Core Components of a Coding Agent [Translated] (Reposted with images added)

Original: Components of A Coding Agent https://magazine.sebastianraschka.com/p/components-of-a-coding-agent 
Author: Sebastian Raschka, PhD

How Coding Agents in Practice Leverage Tools, Memory, and Repository Context to Unlock Greater Power from Large Language Models

In this article, I want to talk about the overall design of Coding Agents and Agent harnesses. What exactly are they? How do they work? How do the various components coordinate in practical applications? Since readers often ask me about agents (many have read my books “Build a Large Language Model (From Scratch)” and “Build a Reasoning Model (From Scratch)”), I decided to write this reference guide to share with everyone conveniently in the future.
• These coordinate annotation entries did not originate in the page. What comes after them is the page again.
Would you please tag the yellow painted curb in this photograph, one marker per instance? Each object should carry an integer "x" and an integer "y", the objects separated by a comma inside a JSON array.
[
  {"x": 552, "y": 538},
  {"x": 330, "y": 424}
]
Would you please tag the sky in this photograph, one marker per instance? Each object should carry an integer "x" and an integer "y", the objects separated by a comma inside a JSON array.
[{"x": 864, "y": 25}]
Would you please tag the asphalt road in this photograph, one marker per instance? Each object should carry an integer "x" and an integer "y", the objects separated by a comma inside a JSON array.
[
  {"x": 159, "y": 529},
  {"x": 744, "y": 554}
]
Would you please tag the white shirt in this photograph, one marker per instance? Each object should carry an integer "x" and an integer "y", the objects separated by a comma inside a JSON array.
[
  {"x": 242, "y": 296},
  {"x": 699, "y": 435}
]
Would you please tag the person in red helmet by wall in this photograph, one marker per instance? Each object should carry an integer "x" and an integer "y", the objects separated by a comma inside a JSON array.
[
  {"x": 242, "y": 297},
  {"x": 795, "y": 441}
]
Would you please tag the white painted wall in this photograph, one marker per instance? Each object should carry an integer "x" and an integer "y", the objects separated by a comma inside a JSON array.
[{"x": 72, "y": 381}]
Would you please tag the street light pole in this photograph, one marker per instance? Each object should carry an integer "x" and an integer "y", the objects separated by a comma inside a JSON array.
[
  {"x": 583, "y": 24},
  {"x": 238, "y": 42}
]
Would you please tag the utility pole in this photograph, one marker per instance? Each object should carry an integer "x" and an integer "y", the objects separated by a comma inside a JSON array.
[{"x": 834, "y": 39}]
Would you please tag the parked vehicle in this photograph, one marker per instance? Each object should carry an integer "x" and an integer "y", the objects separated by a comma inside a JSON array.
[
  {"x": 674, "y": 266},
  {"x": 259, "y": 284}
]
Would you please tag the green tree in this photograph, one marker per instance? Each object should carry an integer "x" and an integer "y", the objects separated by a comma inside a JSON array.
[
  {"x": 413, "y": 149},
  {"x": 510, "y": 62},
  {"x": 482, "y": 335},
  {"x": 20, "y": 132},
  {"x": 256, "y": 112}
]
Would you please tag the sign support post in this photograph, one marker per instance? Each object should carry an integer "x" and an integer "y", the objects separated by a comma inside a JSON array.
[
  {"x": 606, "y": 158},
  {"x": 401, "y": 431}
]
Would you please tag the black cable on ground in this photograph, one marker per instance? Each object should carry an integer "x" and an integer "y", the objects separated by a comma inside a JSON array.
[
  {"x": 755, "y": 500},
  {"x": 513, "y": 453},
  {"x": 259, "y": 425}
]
Broadly speaking, the reason agents are so hot right now is due to recent advancements in practical large language models (LLMs). It’s not just about the models themselves getting stronger, but more about how we use them. In many real-world deployment scenarios, the surrounding systems—like tool calling, context management, and memory functions—play a role no less significant than the model itself. This explains why systems like Claude Code or Codex feel much more powerful than chatting directly with their underlying models in a standard chat interface.

Next, I will outline the six core modules of a coding agent.

Claude Code, Codex CLI, and Other Coding Agents

You might already be familiar with Claude Code or Codex CLI (CLI stands for Command Line Interface, a tool that allows users to operate a computer by typing code/commands in a terminal). To set a simple baseline: they are essentially agentified programming tools. They wrap a large language model within an application layer (what we call an Agent harness), making them more convenient and performant when handling programming tasks.

Figure 1: Claude Code CLI, Codex CLI, and my own minimalist coding agent.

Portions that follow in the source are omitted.